Multiple services are affected, service degradation


Incident resolved in 2h55m22s

Resolved

On Mar 5, 2026, between 16:24 UTC and 19:30 UTC, Actions was degraded. During this time, 95% of workflow runs failed to start within 5 minutes with an average delay of 30 minutes and 10% workflow runs failed with an infrastructure error. This was due to Redis infrastructure updates that were being rolled out to production to improve our resiliency. These changes introduced a set of incorrect configuration change into our Redis load balancer causing internal traffic to be routed to an incorrect host leading to two incidents. We mitigated this incident by correcting the misconfigured load balancer. Actions jobs were running successfully starting at 17:24 UTC. The remaining time until we closed the incident was burning through the queue of jobs. We immediately rolled back the updates that were a contributing factor and have frozen all changes in this area until we have completed follow-up work from this. We are working to improve our automation to ensure incorrect configuration changes are not able to propagate through our infrastructure. We are also working on improved alerting to catch misconfigured load balancers before it becomes an incident.
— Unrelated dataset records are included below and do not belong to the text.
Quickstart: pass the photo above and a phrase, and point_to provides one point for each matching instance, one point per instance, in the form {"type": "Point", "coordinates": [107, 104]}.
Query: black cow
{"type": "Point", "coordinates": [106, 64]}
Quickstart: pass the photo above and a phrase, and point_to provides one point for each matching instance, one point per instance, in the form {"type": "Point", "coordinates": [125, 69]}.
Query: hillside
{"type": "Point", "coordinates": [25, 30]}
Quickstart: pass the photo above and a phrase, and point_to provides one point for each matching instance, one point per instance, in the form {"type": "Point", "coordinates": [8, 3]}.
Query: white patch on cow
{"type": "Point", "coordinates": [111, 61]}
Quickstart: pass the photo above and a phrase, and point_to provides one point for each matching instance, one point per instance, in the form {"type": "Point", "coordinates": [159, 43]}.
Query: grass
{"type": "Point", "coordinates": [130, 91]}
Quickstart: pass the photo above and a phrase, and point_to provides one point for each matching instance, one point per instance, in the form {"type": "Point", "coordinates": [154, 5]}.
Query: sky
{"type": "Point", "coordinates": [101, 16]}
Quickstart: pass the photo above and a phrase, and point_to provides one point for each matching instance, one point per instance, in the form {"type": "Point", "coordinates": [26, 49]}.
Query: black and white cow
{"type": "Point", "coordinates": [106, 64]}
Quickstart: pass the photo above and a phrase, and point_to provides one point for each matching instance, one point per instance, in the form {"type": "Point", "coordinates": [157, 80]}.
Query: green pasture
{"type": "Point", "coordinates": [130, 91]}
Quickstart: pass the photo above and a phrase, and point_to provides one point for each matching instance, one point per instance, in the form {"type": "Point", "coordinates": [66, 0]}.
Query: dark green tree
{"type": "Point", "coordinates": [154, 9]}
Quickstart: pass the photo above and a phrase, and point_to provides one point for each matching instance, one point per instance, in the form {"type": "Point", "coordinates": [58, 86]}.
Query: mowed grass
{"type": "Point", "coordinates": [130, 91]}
Additionally, we are updating the Redis client configuration in Actions to improve resiliency to brief cache interruptions.

1772739054

Investigating

Webhooks is operating normally.

1772738268

Investigating

Actions is operating normally.

1772737524

Investigating

Actions is now fully recovered.

1772737147

Investigating

The queue of requested Actions jobs continues to make progress. Job delays are now approximately 6 minutes and continuing to decrease.

1772734556

Investigating

We are back to queueing Actions workflow runs at nominal rates and we are monitoring the clearing of queued runs during the incident.

1772732906

Investigating

We have applied mitigations for connection failures across backend resources and we are observing a recovery in queueing Actions workflow runs.

1772731559

Investigating

We are observing delays in queuing Actions workflow runs. We’re still investigating the causes of these delays.

1772729573

Investigating

Webhooks is experiencing degraded availability. We are continuing to investigate.

1772729231

Investigating

Actions is experiencing degraded availability. We are continuing to investigate.

1772728874

Investigating

We are investigating reports of degraded performance for Actions

1772728532